Next Page: Results: Unified Fabric
- Key finding: With the Nexus 5000, Cisco converges Ethernet and storage traffic, reducing the number of required ports to the server by 66 percent.
  
  SANs that make use of Fibre Channel (FC) technology typically require that one or more cables be run to each server purely for FC interface connections. In addition, network cables (such as Ethernet) must be connected between the servers and the local area network (LAN) switches. Servers, after all, must receive requests from the client sitting on the network and make the appropriate data look-up to the SAN via FC before answering the clients.
  
  This requires two sets of cables and ports – network and data. Cisco’s solution takes advantage of Fibre Channel over Ethernet (FCoE) technology and converges SAN and LAN traffic over a single link, thereby reducing server port count in the data center.
  
  Our two main targets for these tests were to:
  
  Verify that Cisco’s IP video applications are able to function over SAN infrastructure
  Verify that no negative effect is seen on the applications when additional traffic is run over the same infrastructure
  
  To validate the points above, Cisco ran two IP video applications over the network: digital signage and IP video surveillance applications (both described in our first test report). The clients for these services were configured to access the servers over the network and to read or write files from the SAN disks.
  
  We used the Spirent Communications plc tester to generate additional network and storage load on the system:
  
  First, Spirent TestCenter was configured to transmit 6 Gbit/s of Ethernet traffic and 4 Gbit/s emulated FCoE traffic bidirectionally between two FCoE-capable 10-Gigabit Ethernet ports, each connected to the same switch that was serving the IP video applications – the Nexus 5000.
  
  Next we transmitted continuous HTTP Get requests from a Spirent Avalanche to the same server running both applications.

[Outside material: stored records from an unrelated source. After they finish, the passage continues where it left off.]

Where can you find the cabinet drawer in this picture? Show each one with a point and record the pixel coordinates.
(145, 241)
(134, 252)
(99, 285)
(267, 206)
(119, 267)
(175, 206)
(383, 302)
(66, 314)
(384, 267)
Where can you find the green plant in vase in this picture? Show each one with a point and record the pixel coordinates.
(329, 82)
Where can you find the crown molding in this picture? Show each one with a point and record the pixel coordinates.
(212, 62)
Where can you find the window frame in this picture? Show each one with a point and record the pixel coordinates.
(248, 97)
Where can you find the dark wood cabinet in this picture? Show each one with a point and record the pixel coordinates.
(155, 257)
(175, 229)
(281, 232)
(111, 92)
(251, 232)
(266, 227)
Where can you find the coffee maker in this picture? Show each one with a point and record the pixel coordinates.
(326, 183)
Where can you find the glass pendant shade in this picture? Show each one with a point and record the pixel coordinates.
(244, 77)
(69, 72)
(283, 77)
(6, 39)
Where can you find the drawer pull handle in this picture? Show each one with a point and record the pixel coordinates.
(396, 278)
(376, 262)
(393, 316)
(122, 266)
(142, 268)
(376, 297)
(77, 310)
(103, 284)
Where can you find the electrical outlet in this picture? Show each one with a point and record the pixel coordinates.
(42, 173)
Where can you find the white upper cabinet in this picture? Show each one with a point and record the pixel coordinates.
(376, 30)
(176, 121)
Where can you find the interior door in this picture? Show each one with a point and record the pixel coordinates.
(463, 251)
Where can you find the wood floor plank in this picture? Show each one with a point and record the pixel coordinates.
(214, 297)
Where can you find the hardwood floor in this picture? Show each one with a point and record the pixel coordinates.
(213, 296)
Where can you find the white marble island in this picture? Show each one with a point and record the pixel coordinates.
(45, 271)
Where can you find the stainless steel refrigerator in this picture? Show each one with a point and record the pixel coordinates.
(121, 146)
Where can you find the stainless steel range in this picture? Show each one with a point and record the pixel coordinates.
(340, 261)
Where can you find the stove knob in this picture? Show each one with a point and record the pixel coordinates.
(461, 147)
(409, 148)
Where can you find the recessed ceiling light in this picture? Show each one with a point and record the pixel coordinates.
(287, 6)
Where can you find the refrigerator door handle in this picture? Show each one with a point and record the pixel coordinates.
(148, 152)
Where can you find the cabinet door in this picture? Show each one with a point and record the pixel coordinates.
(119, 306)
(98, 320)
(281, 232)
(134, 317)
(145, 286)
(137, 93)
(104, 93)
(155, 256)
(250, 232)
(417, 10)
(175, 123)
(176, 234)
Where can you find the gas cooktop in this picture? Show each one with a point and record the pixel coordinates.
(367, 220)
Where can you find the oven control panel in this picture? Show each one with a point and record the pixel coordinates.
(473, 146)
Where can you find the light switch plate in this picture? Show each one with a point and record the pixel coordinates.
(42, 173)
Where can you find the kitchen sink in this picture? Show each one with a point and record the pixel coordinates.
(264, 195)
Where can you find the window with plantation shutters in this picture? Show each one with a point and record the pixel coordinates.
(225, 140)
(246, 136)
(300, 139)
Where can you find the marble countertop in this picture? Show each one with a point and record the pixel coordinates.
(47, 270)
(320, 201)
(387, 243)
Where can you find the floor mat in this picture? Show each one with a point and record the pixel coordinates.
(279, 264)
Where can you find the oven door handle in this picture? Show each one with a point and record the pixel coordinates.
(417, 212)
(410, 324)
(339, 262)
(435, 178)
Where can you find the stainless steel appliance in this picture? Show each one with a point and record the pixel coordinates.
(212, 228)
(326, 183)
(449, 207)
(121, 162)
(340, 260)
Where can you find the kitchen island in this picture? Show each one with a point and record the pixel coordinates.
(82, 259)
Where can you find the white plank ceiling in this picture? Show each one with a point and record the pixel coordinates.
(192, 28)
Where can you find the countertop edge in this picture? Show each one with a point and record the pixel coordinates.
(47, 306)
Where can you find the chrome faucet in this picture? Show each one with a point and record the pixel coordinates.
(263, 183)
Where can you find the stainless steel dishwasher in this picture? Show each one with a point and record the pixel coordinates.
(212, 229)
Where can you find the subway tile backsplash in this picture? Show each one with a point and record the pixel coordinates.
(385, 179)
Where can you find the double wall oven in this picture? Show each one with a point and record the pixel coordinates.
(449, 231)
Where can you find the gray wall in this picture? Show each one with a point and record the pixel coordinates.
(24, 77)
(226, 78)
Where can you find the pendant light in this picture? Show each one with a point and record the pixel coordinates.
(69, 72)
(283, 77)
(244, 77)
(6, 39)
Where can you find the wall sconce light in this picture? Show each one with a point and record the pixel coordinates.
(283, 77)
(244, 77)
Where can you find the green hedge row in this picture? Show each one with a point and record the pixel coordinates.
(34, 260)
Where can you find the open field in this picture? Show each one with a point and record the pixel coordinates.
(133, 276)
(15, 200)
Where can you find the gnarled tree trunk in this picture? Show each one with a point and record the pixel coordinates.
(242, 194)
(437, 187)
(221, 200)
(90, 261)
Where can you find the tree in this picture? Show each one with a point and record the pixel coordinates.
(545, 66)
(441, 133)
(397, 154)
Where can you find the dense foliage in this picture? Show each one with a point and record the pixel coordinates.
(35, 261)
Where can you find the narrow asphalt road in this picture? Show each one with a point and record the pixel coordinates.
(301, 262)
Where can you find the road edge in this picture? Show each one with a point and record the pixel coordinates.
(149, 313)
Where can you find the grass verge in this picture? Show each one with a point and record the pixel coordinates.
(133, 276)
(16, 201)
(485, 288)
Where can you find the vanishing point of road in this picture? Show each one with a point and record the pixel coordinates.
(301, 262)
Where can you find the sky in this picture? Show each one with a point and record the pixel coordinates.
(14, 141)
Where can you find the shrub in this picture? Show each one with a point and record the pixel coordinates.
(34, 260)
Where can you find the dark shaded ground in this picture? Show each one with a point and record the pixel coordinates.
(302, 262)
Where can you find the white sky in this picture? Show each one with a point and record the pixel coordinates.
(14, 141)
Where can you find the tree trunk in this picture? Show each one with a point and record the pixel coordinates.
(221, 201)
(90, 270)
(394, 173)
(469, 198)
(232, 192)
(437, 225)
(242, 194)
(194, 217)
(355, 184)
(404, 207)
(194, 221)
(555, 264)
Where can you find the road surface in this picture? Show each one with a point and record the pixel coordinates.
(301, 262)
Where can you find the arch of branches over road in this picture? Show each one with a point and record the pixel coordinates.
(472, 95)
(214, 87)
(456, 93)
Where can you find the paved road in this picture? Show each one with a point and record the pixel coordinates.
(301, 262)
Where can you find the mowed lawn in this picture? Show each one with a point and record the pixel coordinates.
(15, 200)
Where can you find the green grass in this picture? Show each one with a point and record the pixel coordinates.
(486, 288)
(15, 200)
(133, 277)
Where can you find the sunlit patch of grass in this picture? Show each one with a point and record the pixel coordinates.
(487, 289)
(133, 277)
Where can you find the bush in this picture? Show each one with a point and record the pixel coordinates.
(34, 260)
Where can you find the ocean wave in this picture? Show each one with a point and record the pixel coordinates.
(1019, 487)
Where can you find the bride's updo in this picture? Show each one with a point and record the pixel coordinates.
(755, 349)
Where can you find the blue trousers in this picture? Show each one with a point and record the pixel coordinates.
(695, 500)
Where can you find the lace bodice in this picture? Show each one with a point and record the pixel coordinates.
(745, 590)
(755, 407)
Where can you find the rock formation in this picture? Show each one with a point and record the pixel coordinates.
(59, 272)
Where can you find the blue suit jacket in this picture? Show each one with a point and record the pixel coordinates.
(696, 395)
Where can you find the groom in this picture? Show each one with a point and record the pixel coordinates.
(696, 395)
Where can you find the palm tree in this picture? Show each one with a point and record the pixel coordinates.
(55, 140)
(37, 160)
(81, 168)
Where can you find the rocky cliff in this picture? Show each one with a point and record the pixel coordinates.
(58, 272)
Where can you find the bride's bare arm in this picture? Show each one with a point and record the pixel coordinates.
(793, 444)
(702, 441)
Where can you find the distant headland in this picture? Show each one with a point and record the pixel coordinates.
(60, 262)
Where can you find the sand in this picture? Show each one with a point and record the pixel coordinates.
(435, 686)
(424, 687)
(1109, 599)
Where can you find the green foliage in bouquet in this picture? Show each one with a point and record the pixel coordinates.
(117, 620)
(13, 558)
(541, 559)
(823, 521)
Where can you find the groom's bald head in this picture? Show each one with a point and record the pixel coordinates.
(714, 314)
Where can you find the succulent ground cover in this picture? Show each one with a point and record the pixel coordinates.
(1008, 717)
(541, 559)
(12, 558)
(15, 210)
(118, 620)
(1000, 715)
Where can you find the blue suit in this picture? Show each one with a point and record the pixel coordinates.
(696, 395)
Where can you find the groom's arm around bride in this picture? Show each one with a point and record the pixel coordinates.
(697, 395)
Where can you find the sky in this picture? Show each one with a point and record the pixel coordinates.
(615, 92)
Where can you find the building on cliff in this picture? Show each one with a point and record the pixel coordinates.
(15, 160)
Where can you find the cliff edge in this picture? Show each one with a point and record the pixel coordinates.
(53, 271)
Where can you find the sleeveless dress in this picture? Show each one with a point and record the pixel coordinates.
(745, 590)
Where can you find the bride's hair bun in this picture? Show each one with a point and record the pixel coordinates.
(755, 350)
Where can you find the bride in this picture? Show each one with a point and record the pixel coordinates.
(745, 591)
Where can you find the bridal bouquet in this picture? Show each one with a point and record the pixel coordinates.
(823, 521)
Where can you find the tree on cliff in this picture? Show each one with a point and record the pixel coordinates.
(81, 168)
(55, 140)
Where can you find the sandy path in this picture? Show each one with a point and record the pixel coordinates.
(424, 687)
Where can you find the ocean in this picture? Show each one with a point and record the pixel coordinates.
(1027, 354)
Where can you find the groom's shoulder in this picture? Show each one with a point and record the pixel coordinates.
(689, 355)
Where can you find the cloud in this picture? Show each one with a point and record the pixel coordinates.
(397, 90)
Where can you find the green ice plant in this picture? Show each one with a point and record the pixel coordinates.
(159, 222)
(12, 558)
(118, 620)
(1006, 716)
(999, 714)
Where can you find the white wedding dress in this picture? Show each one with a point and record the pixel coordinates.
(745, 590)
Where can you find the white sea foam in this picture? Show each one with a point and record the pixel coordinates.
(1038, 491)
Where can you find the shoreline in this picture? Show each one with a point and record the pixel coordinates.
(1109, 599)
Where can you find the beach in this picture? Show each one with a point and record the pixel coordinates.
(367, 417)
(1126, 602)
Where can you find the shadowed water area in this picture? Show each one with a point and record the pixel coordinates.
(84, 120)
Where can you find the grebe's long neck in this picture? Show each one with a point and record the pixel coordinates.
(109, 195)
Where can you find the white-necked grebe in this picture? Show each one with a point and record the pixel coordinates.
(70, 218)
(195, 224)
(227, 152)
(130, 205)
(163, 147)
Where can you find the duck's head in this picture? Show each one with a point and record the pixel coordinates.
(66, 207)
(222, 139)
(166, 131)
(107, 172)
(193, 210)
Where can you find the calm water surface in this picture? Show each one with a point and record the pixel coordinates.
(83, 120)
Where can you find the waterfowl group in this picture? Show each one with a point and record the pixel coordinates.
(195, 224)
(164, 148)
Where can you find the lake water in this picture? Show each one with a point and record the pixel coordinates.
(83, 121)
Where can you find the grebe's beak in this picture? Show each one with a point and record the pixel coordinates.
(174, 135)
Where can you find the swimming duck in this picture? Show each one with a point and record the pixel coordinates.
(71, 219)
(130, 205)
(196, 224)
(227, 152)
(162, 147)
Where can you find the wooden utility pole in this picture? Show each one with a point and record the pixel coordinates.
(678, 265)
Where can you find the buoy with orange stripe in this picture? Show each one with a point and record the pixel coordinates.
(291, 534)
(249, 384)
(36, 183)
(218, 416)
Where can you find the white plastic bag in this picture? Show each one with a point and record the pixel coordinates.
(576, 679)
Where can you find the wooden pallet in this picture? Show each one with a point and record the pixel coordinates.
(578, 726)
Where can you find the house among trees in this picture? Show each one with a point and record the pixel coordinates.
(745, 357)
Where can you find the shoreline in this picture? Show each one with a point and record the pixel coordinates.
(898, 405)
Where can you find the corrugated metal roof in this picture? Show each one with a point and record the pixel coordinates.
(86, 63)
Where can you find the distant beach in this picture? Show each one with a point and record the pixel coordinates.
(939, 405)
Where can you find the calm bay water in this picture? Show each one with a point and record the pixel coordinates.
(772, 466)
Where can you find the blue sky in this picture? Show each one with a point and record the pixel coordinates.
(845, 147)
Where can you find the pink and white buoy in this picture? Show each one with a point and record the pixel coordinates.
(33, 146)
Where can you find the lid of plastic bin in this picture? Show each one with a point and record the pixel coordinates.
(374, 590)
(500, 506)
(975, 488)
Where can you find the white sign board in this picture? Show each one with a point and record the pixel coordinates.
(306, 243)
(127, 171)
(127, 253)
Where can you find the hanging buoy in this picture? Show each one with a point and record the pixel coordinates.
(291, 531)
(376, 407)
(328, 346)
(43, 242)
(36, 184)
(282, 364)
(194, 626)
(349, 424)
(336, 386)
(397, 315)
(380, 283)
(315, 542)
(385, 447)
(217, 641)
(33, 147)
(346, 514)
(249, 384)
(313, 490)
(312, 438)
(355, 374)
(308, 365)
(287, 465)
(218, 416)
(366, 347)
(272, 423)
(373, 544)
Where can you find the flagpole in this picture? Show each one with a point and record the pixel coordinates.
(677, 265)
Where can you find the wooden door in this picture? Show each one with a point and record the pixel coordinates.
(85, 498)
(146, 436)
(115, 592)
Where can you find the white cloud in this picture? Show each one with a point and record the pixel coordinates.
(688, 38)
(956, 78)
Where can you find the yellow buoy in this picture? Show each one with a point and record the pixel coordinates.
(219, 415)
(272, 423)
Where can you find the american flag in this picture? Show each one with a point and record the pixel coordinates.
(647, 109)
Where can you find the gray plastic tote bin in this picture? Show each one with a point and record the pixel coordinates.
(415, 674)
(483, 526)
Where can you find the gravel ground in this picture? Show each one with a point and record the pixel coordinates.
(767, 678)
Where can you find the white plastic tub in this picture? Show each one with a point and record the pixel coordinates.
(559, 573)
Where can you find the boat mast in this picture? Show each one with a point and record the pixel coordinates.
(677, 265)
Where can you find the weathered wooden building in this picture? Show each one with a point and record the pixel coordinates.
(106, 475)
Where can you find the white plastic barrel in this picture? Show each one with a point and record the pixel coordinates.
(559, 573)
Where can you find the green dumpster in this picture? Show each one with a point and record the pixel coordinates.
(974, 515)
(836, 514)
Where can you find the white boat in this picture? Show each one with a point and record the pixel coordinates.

The requested file was actually the video file used for the Digital Signage application. This way we were sure that the file really needed to be accessed from the SAN disks and was not on the server itself.
  
  We monitored the application behavior for degradation in service quality or noticeable video effects all through the tests.
  
  The results were positive on all accounts:
  
  The Spirent TestCenter was able to establish a Fibre Channel login on the Nexus 5000 and transmit line-rate Ethernet and Fibre Channel traffic on a 10GE interface without any loss and with average latency of 3.35 ms.
  
  Spirent Avalanche successfully retrieved the requested file, proving that the server was able to receive and process Ethernet traffic from the LAN, such as an HTTP Get request in this scenario, then make a Fibre Channel lookup for the file requested over the same physical Ethernet link.
- Throughout the course of the test, no interruption visible to the human eye was witnessed on the digital signage and IP video surveillance applications.
  
  The test confirmed Cisco’s expectations: The Nexus 5000 worked in this single-server scenario without showing any degradation in service quality. In a real-world deployment it is expected that many more servers would be attached to the Nexus 5000 – the potential array of servers is described in the previous report, where we discussed user experience and monetization.
  
  In addition, a clear benefit of the move to FCoE could be shown using a back-of-the-envelope calculation: In a traditional Fibre Channel environment, two Ethernet ports would have been required for each service (for resiliency) plus two SAN connections, using six ports in total. Here only two ports were needed – a 66 percent reduction in server port count.
  
  Next Page:Results: Virtual Machine Relocation
- Key finding: A solution using Cisco's Nexus 1000V virtual switch and VMware’s Vsphere allows for a virtual machine-run process to be moved from one physical server to another with negligible interruption observable to the end-user.
  
  One of the main advantages of virtualization is flexibility. If the application runs out of CPU resources on a specific physical server, the administrator can move a few virtual hosts to another physical server and move on. In practice, network administrators have to go through some pain when moving virtual servers around, because the Ethernet port configuration needs to be moved simultaneously.
  
  To solve the above problem Cisco introduced a smart virtual switch that can do the work for the administrators – the Nexus 1000V. The idea is that the virtual switch will manage the connectivity of each virtual server in the physical server cluster. The Nexus 1000V is a Cisco Nexus switch very similar to others in the sense of code releases and CLI. However, there is one major difference: the Nexus 1000V is not a piece of hardware but, rather, software. Instead of physically plugging a cable into a server and switch, you virtually connect a virtual server to a port on the virtual switch.
  
  Finally – and this is where the flexibility aspect comes in – the Nexus 1000V process is distributed among the different physical servers and their respective management servers. This allows the administrator to move a process from one physical server to another. Suppose an admin would like to upgrade a piece of hardware on one of his servers, but sees that several clients are currently using the server. Not only does the admin not have to disconnect the clients in order to relocate these processes to a second server, he or she also does not have to reconfigure the Ethernet switch.
  
  Now, if this works properly, it can save the administrator a lot of configuration time and prevent mistakes.
  
  Our test was to verify two main points Cisco claimed:
  
  The ability of the solution to migrate a virtual machine-run process from one physical server to another with negligible interruption observable to the end-user. Not only did we expect to see that the whole virtual server move could be done across physical servers, but also that the move would not require anything more than a single command without any port profile configuration performed on the Nexus 1000V.
  
  The second point was to actually verify that the two Cisco applications were able to run on virtual servers.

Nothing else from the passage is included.